Professor Albert Augustin and Professor Stanislao Rizzo have been administering anti-VEGF therapy since 2005. "I can now assure my AMD patients that we can improve their visual capacity and quality of life, instead of simply slowing the disease progression or stabilising it, as before," said Professor Rizzo.

It was never going to be easy
It is an acknowledged fact that, because of the regular dosing schedule and follow-up regimen required with anti-VEGF therapy, and because almost all subtypes of AMD are now treatable with this new class of agent, specialists face the unenviable task of reorganising their clinics to accommodate them. In addition, the number of AMD sufferers is expected to rise as the population ages. Taking these factors together, specialists opting to administer anti-VEGF therapy have had to significantly alter their practice management techniques and clinic organisation in order to provide a good standard of care.

"At present, we administer 20 to 25 injections per day, however, this has required a huge organisational and financial effort on our part. In order to administer this treatment, it has been necessary for us to plan a flexible, customized approach for each patient," confirmed Professor Rizzo.

Dr Stefansson agreed that the new therapies are associated with a vast increase in clinic workload. "We perform intravitreal injections in the operating room, which places a huge burden on the staff as well as on operating room schedules," he admitted. "Notwithstanding this, our experience with the therapies is excellent and we are in the process of creating a public health framework around this treatment," he explained.

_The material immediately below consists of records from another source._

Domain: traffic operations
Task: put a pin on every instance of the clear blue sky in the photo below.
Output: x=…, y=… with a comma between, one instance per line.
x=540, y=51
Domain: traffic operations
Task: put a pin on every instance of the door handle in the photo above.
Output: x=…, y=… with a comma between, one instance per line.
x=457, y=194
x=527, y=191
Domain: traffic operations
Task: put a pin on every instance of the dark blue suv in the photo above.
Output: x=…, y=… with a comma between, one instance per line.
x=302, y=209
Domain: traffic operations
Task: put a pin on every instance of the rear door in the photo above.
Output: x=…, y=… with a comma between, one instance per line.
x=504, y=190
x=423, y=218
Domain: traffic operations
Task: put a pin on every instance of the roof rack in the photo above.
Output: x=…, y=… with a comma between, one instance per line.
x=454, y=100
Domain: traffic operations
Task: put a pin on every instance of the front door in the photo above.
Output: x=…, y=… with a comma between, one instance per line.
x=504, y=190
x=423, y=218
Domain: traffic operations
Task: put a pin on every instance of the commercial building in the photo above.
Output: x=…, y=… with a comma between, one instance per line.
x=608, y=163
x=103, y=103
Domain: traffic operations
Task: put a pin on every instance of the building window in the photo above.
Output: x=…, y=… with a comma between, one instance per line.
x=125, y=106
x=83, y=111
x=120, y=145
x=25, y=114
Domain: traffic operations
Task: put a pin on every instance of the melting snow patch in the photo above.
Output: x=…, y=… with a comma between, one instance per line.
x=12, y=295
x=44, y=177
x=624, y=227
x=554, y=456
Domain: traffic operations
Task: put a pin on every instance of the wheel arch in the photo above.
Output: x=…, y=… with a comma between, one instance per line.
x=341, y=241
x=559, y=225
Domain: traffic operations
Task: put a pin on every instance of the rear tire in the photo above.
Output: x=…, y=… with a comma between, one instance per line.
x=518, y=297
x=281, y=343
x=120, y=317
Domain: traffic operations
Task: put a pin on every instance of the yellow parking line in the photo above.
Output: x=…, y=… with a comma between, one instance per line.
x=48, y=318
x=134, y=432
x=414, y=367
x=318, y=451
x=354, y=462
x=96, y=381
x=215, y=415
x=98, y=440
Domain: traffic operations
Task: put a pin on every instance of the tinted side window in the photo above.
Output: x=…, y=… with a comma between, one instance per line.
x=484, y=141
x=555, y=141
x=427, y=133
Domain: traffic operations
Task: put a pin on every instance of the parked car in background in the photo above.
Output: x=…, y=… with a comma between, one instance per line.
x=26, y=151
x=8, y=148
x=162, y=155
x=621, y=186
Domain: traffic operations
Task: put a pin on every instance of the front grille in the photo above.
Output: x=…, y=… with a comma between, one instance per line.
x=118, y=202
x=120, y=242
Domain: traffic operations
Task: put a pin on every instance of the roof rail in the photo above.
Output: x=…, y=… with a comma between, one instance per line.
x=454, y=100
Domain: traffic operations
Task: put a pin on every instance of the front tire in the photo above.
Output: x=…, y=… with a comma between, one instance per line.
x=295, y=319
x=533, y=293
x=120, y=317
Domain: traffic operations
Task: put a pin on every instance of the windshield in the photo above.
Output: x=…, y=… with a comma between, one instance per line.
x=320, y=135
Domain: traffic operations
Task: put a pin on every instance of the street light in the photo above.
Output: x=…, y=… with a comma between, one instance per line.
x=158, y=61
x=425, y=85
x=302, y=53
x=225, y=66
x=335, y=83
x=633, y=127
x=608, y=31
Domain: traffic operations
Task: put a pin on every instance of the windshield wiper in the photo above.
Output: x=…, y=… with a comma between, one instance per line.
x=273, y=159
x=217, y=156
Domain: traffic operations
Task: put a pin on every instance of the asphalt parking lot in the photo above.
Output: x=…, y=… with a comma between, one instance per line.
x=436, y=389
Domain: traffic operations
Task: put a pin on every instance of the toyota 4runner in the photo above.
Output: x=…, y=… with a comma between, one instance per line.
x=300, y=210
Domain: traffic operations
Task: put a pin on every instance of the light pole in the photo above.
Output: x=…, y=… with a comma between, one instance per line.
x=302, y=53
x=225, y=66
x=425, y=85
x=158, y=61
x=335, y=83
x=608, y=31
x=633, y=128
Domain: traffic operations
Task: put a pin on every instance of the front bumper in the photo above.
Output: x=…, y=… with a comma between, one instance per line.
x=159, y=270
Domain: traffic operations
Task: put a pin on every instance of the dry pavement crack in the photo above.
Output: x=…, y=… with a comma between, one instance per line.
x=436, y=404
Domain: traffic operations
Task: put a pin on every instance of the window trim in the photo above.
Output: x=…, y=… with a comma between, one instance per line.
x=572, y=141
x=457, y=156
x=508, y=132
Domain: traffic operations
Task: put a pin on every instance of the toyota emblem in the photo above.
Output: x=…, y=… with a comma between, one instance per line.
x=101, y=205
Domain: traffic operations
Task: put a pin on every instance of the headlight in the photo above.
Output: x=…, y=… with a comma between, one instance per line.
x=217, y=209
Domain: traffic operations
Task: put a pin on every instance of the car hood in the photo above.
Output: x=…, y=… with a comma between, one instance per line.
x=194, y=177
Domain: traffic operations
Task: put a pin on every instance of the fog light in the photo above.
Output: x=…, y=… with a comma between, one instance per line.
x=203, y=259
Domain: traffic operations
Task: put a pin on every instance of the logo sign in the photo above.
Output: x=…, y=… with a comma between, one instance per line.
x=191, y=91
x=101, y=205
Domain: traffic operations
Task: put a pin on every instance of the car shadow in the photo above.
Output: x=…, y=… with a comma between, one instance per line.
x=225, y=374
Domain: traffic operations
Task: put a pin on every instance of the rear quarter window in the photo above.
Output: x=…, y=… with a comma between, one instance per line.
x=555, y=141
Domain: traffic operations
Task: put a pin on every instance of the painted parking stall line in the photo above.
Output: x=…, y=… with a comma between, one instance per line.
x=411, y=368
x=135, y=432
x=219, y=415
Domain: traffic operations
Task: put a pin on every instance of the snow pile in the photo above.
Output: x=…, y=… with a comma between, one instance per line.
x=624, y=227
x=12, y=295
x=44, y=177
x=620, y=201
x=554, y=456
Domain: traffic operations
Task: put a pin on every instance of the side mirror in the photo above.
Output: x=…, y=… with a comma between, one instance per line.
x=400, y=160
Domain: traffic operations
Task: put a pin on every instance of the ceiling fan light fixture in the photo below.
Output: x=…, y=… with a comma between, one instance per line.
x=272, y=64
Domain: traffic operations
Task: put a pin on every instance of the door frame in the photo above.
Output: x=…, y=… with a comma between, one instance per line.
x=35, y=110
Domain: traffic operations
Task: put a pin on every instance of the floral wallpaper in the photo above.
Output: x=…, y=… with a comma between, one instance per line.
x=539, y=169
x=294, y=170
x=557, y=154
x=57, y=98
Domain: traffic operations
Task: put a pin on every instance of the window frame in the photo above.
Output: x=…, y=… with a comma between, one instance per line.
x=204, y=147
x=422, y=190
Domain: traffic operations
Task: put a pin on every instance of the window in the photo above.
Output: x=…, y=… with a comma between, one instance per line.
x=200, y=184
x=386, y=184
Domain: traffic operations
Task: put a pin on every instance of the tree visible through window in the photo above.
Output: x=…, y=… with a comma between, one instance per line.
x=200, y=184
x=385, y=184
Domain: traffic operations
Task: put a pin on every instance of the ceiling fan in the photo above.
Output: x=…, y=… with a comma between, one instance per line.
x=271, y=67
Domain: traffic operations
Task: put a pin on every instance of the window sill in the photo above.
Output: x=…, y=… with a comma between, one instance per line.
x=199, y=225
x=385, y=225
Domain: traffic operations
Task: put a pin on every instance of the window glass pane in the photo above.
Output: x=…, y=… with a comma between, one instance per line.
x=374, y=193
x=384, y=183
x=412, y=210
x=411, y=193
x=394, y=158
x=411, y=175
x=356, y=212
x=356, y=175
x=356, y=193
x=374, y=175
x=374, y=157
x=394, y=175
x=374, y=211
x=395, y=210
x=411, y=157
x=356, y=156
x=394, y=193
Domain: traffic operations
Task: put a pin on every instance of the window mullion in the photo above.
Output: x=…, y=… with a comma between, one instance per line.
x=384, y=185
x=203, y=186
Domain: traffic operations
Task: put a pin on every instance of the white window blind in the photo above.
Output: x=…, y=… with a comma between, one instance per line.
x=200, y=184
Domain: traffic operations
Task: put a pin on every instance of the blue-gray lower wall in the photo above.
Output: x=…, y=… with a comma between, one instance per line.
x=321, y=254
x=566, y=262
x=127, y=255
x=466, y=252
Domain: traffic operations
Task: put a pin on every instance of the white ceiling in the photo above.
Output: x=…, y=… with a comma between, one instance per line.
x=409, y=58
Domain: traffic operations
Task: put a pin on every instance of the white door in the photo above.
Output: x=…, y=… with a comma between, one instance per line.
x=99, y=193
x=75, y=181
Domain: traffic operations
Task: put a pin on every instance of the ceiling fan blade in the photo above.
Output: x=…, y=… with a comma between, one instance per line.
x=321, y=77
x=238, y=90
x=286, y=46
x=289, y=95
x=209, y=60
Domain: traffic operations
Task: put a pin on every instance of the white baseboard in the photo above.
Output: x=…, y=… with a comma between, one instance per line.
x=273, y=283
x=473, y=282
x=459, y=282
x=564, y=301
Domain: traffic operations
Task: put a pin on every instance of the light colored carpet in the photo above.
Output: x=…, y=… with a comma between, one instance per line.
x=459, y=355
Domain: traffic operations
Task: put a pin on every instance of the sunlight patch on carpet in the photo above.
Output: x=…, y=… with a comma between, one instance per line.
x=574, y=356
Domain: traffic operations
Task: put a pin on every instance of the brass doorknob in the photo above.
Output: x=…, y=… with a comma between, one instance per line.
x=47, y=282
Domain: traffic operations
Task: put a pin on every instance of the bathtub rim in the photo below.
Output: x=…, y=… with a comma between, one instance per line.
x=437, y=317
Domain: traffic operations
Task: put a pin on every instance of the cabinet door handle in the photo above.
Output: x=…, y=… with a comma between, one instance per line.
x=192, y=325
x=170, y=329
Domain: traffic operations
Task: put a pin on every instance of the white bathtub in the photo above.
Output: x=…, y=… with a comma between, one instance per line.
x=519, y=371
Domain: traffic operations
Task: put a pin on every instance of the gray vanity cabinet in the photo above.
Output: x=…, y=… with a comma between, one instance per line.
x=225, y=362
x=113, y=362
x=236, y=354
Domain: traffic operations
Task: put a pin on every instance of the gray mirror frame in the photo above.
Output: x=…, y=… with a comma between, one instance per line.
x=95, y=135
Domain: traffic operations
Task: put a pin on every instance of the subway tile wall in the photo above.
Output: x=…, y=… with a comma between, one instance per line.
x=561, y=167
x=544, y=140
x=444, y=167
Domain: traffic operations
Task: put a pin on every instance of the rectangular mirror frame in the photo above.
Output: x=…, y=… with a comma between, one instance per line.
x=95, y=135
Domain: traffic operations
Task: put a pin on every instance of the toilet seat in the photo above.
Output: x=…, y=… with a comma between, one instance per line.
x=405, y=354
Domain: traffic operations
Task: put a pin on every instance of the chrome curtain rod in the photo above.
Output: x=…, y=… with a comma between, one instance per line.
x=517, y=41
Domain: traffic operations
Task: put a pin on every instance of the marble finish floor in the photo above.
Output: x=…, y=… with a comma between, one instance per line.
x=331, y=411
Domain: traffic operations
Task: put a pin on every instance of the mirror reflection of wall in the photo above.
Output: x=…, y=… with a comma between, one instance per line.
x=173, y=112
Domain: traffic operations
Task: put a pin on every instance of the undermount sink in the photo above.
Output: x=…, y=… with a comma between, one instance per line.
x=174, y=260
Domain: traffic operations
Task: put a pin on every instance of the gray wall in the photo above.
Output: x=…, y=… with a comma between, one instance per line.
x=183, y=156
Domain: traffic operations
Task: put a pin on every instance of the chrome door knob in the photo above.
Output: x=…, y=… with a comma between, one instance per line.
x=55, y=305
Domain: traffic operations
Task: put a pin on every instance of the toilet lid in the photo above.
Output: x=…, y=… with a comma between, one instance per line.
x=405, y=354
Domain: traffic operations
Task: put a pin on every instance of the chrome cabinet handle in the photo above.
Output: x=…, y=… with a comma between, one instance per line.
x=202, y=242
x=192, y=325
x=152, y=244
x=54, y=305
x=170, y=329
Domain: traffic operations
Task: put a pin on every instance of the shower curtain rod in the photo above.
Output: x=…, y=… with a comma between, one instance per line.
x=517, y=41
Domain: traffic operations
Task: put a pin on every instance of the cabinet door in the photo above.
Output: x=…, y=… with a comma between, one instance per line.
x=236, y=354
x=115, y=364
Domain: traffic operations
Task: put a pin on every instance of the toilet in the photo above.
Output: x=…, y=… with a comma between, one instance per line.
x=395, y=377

"We have completely changed our practice to accommodate the new drugs; we now require a reliable team of nurses, orthoptists, secretaries and even a psychiatrist, trained to explain, examine and take care of each patient, so that we can achieve the best possible result," conceded Dr Mauget-Faysse. "Although the burden of this treatment is heavier than with other treatments that we are used to, the majority of our patients are now able to retain their vision and are very satisfied, so I feel the advantages far outweigh the disadvantages," she added.

Dr Mauget-Faysse explained that she tries to provide follow-up monitoring and treatment during the same consultation whenever possible in order to ease the burden placed on the patient and to avoid non-compliance. She also emphasized the importance of patient education and self-monitoring in securing sustainable success of treatment.